The OpenMessaging Benchmark Framework

The OpenMessaging Benchmark Framework is a suite of tools that make it easy to benchmark distributed messaging systems in the cloud.

Project goals

The goal of the OpenMessaging Benchmark Framework is to provide benchmarking suites for an ever-expanding variety of messaging platforms. These suites are intended to be:

  • Cloud based — All benchmarks are run on cloud infrastructure, not on your laptop
  • Easy to use — Just a few CLI commands gets you from zero to completed benchmarks
  • Transparent — All benchmarking code is open source, with pull requests very welcome
  • Realistic — Benchmarks should be largely oriented toward standard use cases rather than bizarre edge cases

If you’re interested in contributing to the OpenMessaging Benchmark Framework, you can find the code on GitHub.

Supported messaging systems

OpenMessaging benchmarking suites are currently available for the following systems:

Benchmarking suites for RabbitMQ will be available soon.

For each platform, the benchmarking suite includes easy-to-use scripts for deploying that platform on AlibabaCloud and Amazon Web Services (AWS) and then running benchmarks upon deployment. For end-to-end instructions, see platform-specific docs for:

Benchmarking workloads

Benchmarking workloads are specified in YAML configuration files that are available in the workloads directory. The table below describes each workload in terms of the following parameters:

  • The number of topics
  • The size of the messages being produced and consumed
  • The number of subscriptions per topic
  • The number of producers per topic
  • The rate at which producers produce messages (per second).
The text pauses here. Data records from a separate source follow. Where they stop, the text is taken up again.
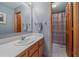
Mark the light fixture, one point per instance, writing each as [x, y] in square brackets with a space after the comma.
[53, 5]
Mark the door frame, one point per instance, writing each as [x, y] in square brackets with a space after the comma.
[51, 29]
[15, 21]
[75, 29]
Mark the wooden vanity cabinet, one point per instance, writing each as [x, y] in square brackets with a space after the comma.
[35, 50]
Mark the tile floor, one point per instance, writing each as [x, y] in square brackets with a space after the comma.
[59, 50]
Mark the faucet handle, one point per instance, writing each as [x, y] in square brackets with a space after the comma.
[23, 37]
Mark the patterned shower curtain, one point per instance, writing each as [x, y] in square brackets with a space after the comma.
[59, 26]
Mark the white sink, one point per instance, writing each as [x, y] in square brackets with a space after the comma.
[27, 40]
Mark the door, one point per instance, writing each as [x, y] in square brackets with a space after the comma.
[69, 30]
[18, 22]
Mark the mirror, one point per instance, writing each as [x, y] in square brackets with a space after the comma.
[17, 19]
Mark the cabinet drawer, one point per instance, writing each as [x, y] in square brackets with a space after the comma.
[33, 49]
[23, 54]
[41, 51]
[35, 54]
[41, 42]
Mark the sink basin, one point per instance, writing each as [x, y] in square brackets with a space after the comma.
[27, 40]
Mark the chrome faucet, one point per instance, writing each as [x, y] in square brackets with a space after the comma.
[23, 38]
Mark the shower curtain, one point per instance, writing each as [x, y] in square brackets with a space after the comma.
[59, 22]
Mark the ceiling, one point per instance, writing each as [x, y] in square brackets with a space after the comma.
[14, 4]
[59, 8]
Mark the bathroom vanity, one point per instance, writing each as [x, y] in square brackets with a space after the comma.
[35, 50]
[32, 46]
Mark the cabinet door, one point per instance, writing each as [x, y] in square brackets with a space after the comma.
[40, 51]
[41, 42]
[69, 29]
[35, 54]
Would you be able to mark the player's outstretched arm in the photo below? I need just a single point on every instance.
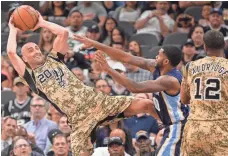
(185, 89)
(163, 83)
(141, 106)
(60, 43)
(116, 54)
(16, 61)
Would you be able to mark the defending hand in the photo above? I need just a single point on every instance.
(101, 60)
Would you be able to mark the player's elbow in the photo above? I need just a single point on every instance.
(65, 33)
(10, 52)
(136, 89)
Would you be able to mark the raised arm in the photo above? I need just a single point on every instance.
(185, 88)
(164, 83)
(60, 43)
(16, 61)
(119, 55)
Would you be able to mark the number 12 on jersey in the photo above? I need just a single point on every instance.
(211, 90)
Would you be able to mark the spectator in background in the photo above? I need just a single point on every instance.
(70, 4)
(226, 46)
(39, 125)
(63, 125)
(143, 144)
(137, 74)
(216, 21)
(156, 22)
(19, 108)
(206, 10)
(103, 86)
(75, 27)
(108, 27)
(110, 6)
(57, 13)
(21, 132)
(54, 114)
(185, 4)
(130, 12)
(184, 23)
(94, 34)
(189, 54)
(135, 48)
(196, 34)
(60, 146)
(92, 11)
(79, 73)
(117, 45)
(8, 131)
(93, 74)
(118, 36)
(21, 147)
(46, 41)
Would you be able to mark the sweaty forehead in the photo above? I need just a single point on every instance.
(27, 46)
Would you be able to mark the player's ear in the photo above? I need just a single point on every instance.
(166, 61)
(205, 48)
(24, 59)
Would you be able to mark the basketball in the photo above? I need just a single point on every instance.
(25, 17)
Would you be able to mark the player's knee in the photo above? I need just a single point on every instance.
(147, 104)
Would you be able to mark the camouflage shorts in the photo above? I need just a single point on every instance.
(83, 118)
(205, 138)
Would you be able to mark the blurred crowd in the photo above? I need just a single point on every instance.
(139, 28)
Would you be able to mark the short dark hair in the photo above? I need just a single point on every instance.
(73, 10)
(173, 53)
(193, 29)
(214, 40)
(8, 117)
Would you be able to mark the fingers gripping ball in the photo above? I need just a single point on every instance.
(25, 17)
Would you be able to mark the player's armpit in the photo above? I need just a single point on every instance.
(185, 92)
(60, 43)
(141, 106)
(17, 63)
(163, 83)
(147, 64)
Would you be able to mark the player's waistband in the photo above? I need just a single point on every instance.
(207, 120)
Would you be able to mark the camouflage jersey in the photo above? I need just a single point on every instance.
(84, 106)
(206, 131)
(207, 80)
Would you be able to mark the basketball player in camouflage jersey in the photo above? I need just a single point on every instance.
(51, 79)
(205, 86)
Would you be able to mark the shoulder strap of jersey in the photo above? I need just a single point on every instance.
(56, 56)
(31, 81)
(10, 106)
(185, 71)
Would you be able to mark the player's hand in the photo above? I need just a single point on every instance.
(101, 60)
(40, 21)
(87, 43)
(11, 24)
(31, 137)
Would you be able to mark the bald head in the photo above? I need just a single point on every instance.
(32, 55)
(26, 47)
(119, 133)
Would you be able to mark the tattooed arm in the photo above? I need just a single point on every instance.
(119, 55)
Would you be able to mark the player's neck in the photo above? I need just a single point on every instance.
(4, 137)
(188, 58)
(22, 98)
(215, 53)
(165, 70)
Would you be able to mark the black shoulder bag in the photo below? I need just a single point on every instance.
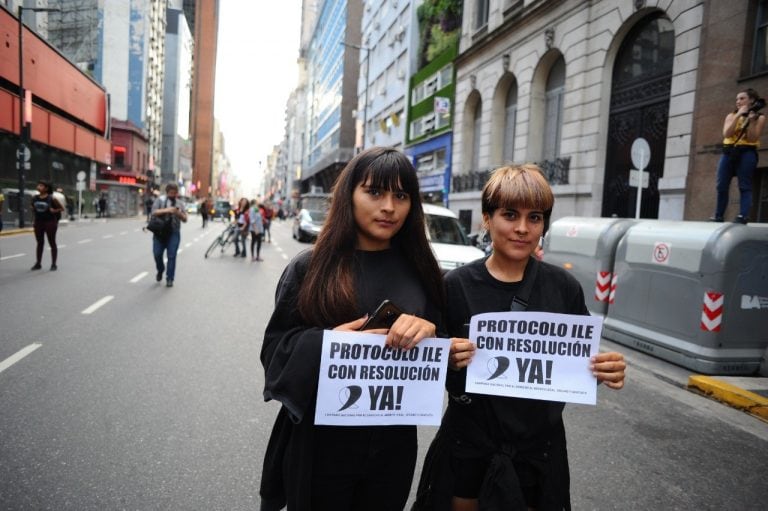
(160, 225)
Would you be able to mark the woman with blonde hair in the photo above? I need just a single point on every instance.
(504, 453)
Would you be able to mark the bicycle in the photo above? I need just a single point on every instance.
(223, 240)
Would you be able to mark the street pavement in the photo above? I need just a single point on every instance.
(119, 393)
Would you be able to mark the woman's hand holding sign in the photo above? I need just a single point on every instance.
(405, 333)
(609, 368)
(462, 351)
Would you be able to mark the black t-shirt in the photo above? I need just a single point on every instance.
(473, 290)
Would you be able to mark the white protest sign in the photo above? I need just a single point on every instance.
(363, 382)
(534, 355)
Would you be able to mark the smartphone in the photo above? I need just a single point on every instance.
(383, 317)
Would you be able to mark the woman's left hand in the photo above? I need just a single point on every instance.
(408, 330)
(609, 368)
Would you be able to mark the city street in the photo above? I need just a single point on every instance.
(125, 394)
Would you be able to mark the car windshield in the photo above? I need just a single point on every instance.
(445, 229)
(317, 216)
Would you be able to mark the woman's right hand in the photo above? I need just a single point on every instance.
(356, 325)
(461, 353)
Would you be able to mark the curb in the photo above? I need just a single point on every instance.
(732, 395)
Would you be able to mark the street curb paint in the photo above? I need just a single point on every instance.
(736, 397)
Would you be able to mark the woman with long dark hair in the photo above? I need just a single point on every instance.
(373, 247)
(741, 138)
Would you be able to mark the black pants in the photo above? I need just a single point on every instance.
(43, 230)
(363, 468)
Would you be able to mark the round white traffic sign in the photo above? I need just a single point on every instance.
(641, 153)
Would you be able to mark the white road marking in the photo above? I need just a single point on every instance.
(138, 277)
(8, 362)
(98, 304)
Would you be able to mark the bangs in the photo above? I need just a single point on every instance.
(391, 171)
(517, 187)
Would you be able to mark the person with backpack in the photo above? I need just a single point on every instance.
(169, 205)
(268, 214)
(47, 211)
(256, 226)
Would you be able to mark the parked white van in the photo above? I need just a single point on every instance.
(449, 242)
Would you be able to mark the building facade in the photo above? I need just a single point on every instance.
(177, 163)
(387, 55)
(572, 85)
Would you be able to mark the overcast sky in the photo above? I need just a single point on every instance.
(256, 70)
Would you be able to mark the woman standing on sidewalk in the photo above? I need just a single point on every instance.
(373, 247)
(47, 211)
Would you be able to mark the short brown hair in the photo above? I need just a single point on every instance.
(521, 186)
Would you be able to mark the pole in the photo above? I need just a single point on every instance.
(640, 185)
(365, 98)
(22, 127)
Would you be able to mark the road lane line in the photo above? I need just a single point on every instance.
(8, 362)
(138, 277)
(98, 304)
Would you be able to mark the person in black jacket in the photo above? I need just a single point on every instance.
(373, 247)
(47, 211)
(502, 453)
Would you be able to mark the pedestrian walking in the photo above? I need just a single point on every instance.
(148, 205)
(501, 453)
(241, 235)
(204, 211)
(256, 226)
(168, 205)
(373, 247)
(741, 139)
(268, 214)
(47, 211)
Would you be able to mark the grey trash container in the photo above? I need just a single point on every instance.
(587, 247)
(693, 293)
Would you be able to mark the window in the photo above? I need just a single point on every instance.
(476, 136)
(481, 13)
(760, 53)
(510, 118)
(119, 156)
(553, 119)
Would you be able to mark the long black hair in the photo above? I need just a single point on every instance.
(327, 296)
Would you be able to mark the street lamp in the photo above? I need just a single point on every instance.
(365, 98)
(24, 129)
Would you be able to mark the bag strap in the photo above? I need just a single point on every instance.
(520, 300)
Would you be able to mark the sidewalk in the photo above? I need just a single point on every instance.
(748, 393)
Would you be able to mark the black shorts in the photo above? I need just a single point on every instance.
(469, 475)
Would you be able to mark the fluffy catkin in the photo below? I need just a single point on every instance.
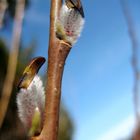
(29, 99)
(69, 24)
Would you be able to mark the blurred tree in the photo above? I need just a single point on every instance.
(3, 62)
(12, 5)
(65, 125)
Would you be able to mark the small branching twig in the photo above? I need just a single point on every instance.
(66, 23)
(12, 63)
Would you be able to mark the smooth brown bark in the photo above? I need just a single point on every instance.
(57, 54)
(12, 63)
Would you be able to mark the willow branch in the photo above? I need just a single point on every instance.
(57, 54)
(12, 62)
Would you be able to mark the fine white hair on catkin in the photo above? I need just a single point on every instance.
(29, 99)
(71, 22)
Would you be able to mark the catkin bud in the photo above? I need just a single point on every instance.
(31, 101)
(69, 24)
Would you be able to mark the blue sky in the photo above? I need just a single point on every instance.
(98, 77)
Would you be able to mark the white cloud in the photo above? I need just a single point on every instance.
(122, 130)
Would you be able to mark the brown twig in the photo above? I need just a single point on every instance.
(12, 63)
(57, 54)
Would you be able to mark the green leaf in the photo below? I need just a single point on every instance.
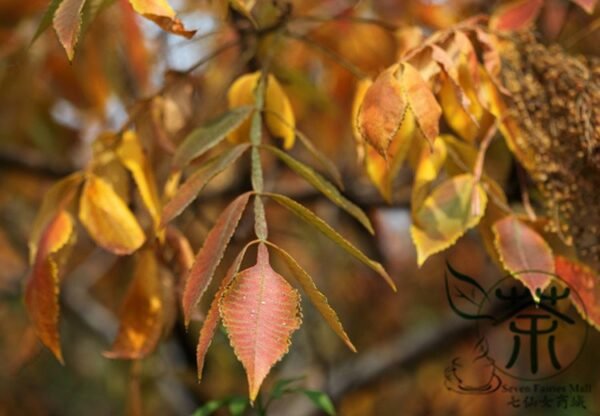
(327, 164)
(309, 217)
(46, 19)
(209, 408)
(198, 180)
(212, 133)
(282, 386)
(321, 400)
(316, 297)
(323, 185)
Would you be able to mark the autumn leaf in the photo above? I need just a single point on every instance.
(309, 217)
(107, 218)
(382, 110)
(260, 311)
(209, 256)
(212, 316)
(210, 134)
(161, 13)
(586, 283)
(447, 213)
(317, 298)
(41, 291)
(141, 316)
(587, 5)
(524, 254)
(422, 102)
(198, 180)
(279, 115)
(67, 24)
(517, 15)
(428, 168)
(55, 200)
(132, 155)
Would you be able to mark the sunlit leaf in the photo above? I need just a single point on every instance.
(67, 24)
(309, 217)
(141, 316)
(428, 168)
(382, 110)
(198, 180)
(587, 5)
(211, 253)
(55, 200)
(209, 135)
(316, 297)
(586, 283)
(324, 186)
(107, 219)
(161, 13)
(41, 291)
(260, 311)
(421, 102)
(517, 15)
(132, 155)
(524, 253)
(211, 320)
(447, 213)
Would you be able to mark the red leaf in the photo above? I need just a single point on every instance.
(211, 321)
(41, 292)
(260, 311)
(523, 252)
(518, 15)
(209, 256)
(586, 283)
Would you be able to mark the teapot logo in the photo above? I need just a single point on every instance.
(517, 336)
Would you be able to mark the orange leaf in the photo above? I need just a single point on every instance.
(517, 15)
(524, 253)
(587, 5)
(107, 218)
(141, 313)
(161, 13)
(67, 24)
(422, 102)
(586, 283)
(260, 311)
(41, 292)
(209, 256)
(211, 320)
(382, 111)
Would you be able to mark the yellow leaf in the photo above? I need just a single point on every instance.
(133, 157)
(429, 166)
(107, 218)
(279, 115)
(359, 94)
(161, 13)
(452, 208)
(142, 312)
(56, 199)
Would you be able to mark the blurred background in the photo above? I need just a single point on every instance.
(51, 111)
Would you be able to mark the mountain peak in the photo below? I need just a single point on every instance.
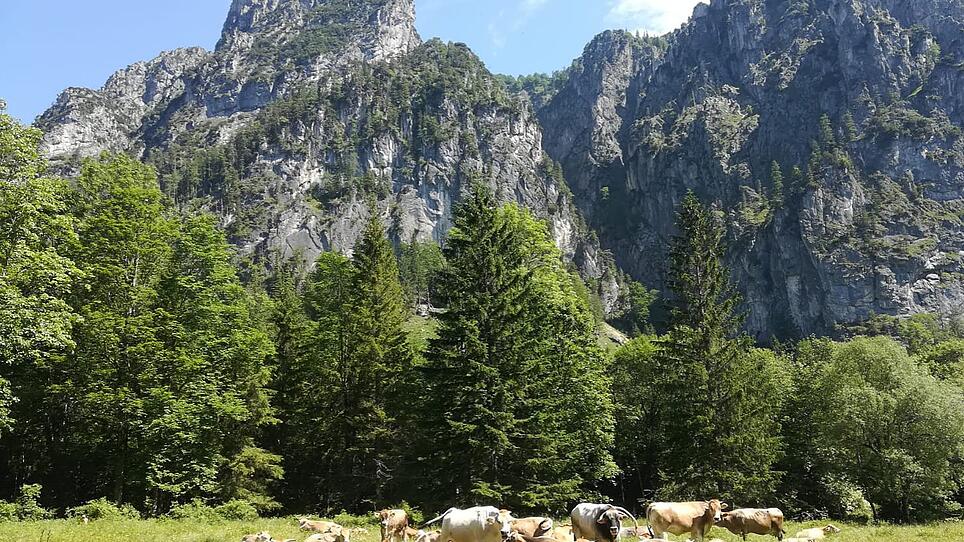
(302, 29)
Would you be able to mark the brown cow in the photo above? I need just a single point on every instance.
(744, 521)
(394, 524)
(695, 518)
(532, 526)
(318, 526)
(563, 534)
(516, 536)
(817, 532)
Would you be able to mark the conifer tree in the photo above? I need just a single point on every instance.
(517, 409)
(381, 355)
(776, 178)
(850, 127)
(722, 437)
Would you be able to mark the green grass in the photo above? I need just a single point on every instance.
(280, 529)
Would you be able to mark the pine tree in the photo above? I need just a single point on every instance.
(776, 178)
(514, 333)
(381, 354)
(850, 128)
(37, 276)
(293, 366)
(828, 140)
(722, 437)
(419, 263)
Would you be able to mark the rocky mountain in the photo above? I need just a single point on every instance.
(826, 132)
(307, 111)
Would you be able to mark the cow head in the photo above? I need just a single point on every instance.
(504, 520)
(609, 519)
(715, 509)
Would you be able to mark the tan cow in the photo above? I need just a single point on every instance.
(695, 518)
(532, 526)
(516, 536)
(394, 525)
(744, 521)
(562, 534)
(817, 532)
(318, 526)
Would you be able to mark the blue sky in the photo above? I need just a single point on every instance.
(49, 45)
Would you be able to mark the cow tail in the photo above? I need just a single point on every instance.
(427, 523)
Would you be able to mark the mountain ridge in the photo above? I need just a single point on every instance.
(857, 103)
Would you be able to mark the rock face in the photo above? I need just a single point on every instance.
(868, 217)
(827, 134)
(309, 110)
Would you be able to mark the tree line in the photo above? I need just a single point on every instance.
(140, 365)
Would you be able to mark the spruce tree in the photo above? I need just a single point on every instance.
(850, 128)
(351, 396)
(516, 407)
(722, 437)
(381, 355)
(776, 179)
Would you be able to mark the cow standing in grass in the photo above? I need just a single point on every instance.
(394, 525)
(693, 518)
(599, 522)
(478, 524)
(744, 521)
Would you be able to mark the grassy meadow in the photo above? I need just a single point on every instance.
(284, 528)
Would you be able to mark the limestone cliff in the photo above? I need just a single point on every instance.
(858, 102)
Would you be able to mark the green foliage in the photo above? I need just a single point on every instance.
(354, 337)
(713, 445)
(878, 420)
(776, 183)
(636, 300)
(514, 332)
(102, 509)
(194, 510)
(540, 87)
(899, 119)
(419, 263)
(28, 504)
(237, 510)
(36, 275)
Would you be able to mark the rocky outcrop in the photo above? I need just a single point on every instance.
(867, 220)
(310, 110)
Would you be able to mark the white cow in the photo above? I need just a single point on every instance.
(599, 522)
(477, 524)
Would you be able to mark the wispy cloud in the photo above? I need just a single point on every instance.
(531, 6)
(651, 16)
(501, 27)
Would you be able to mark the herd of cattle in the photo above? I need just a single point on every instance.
(589, 522)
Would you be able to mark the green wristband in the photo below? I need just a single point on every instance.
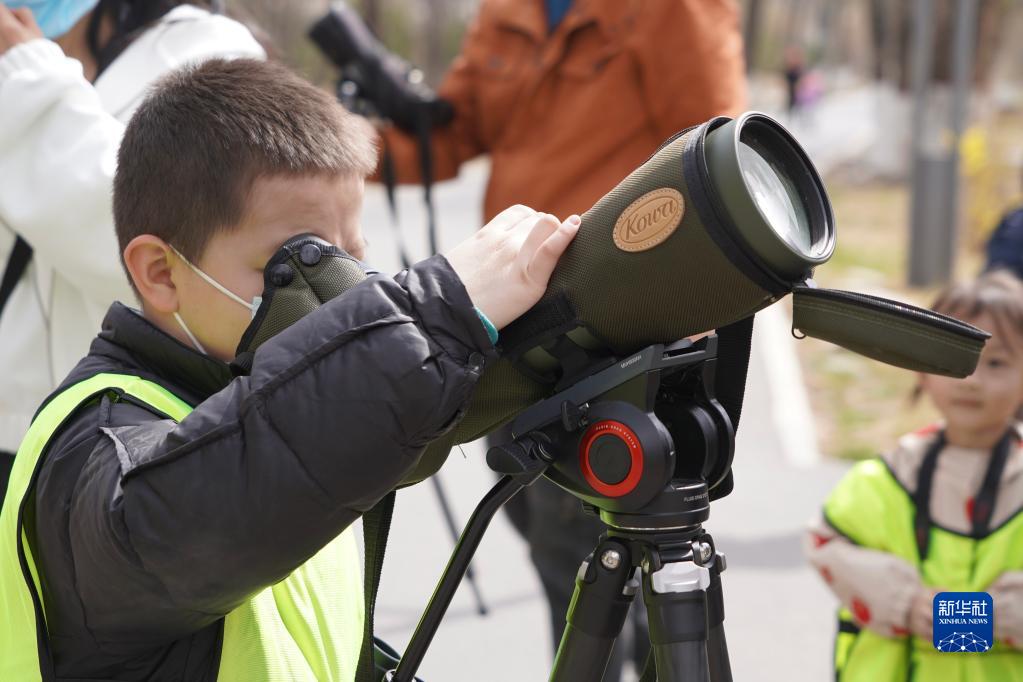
(488, 325)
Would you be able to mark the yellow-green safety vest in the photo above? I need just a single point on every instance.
(873, 509)
(307, 627)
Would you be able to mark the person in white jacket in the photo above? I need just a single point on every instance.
(69, 84)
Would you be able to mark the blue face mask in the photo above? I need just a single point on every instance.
(55, 17)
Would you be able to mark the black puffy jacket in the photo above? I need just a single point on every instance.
(143, 553)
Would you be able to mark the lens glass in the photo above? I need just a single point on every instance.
(775, 195)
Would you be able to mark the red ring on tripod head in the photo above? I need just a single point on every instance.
(631, 441)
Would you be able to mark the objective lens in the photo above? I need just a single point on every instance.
(775, 195)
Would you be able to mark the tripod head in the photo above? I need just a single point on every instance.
(642, 441)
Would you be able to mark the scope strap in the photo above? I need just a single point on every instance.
(375, 527)
(649, 670)
(17, 263)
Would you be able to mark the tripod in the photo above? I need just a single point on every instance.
(678, 573)
(610, 440)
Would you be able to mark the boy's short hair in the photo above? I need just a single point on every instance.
(193, 148)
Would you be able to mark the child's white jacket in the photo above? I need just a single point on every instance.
(58, 142)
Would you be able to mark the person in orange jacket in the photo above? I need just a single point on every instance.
(622, 76)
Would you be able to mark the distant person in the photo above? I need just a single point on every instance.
(1005, 247)
(794, 69)
(941, 511)
(72, 73)
(568, 97)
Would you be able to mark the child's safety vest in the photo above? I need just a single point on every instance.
(307, 627)
(872, 508)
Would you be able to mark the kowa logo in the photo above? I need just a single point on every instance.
(650, 220)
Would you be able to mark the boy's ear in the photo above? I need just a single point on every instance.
(148, 260)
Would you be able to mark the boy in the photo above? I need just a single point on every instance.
(186, 526)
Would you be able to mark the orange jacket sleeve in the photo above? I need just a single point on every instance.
(690, 57)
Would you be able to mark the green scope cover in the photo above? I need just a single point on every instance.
(654, 262)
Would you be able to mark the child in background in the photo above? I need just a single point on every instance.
(942, 511)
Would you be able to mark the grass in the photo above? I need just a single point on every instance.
(862, 406)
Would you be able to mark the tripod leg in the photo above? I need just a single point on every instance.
(717, 648)
(481, 607)
(676, 606)
(604, 592)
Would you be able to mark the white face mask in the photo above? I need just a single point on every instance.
(253, 307)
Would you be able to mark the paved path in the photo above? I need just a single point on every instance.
(779, 619)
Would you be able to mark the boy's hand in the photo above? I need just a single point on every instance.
(16, 26)
(506, 265)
Note: a value of 0 means that messages are produced as quickly as possible, with no rate limiting.
  • The size of the consumer’s backlog (in gigabytes)
  • The total duration of the test (in minutes)
Workload Topics Partitions per topic Message size Subscriptions per topic Producers per topic Producer rate (per second) Consumer backlog size (GB) Test duration (minutes)
simple-workload.yaml 1 10 1 kB 1 1 10000 0 5
1-topic-1-partition-1kb.yaml 1 1 1 kB 1 1 50000 0 15
1-topic-1-partition-100b.yaml 1 1 100 bytes 1 1 50000 0 15
1-topic-16-partitions-1kb.yaml 1 16 1 kB 1 1 50000 0 15
backlog-1-topic-1-partition-1kb.yaml 1 1 1 kB 1 1 100000 100 5
backlog-1-topic-16-partitions-1kb.yaml 1 16 1 kB 1 1 100000 100 5
max-rate-1-topic-1-partition-1kb.yaml 1 1 1 kB 1 1 0 0 5
max-rate-1-topic-1-partition-100b.yaml 1 1 100 bytes 1 1 0 0 5
1-topic-3-partition-100b-3producers.yaml 1 3 100 bytes 1 3 0 0 15
max-rate-1-topic-16-partitions-1kb.yaml 1 16 1 kB 1 1 0 0 5
max-rate-1-topic-16-partitions-100b.yaml 1 16 100 bytes 1 1 0 0 5
max-rate-1-topic-100-partitions-1kb.yaml 1 100 1 kB 1 1 0 0 5
max-rate-1-topic-100-partitions-100b.yaml 1 100 100 bytes 1 1 0 0 5

Instructions for running specific workloads—or all workloads sequentially—can be found in the platform-specific documentation.

Interpreting the results

Initially, you should see a log message like this, which affirms that a warm-up phase is intiating:

22:03:19.125 [main] INFO - ----- Starting warm-up traffic ------

You should then see some just a handful of readings, followed by an aggregation message that looks like this:

22:04:19.329 [main] INFO - ----- Aggregated Pub Latency (ms) avg:  2.1 - 50%:  1.7 - 95%:  3.0 - 99%: 11.8 - 99.9%: 45.4 - 99.99%: 52.6 - Max: 55.4

At this point, the benchmarking traffic will begin. You’ll start see readings like this emitted every few seconds:

22:03:29.199 [main] INFO - Pub rate 50175.1 msg/s /  4.8 Mb/s | Cons rate 50175.2 msg/s /  4.8 Mb/s | Backlog:  0.0 K | Pub Latency (ms) avg:  3.5 - 50%:  1.9 - 99%: 39.8 - 99.9%: 52.3 - Max: 55.4

The table below breaks down the information presented in the benchmarking log messages (all figures are for the most recent 10-second time window):

Measure Meaning Units
Pub rate The rate at which messages are published to the topic Messages per second / Megabytes per second
Cons rate The rate at which messages are consumed from the topic Messages per second / Megabytes per second
Backlog The number of messages in the messaging system’s backlog Number of messages (in thousands)
Pub latency (ms) avg The publish latency within the time range Milliseconds (average, 50th percentile, 99th percentile, and 99.9th percentile, and maximum)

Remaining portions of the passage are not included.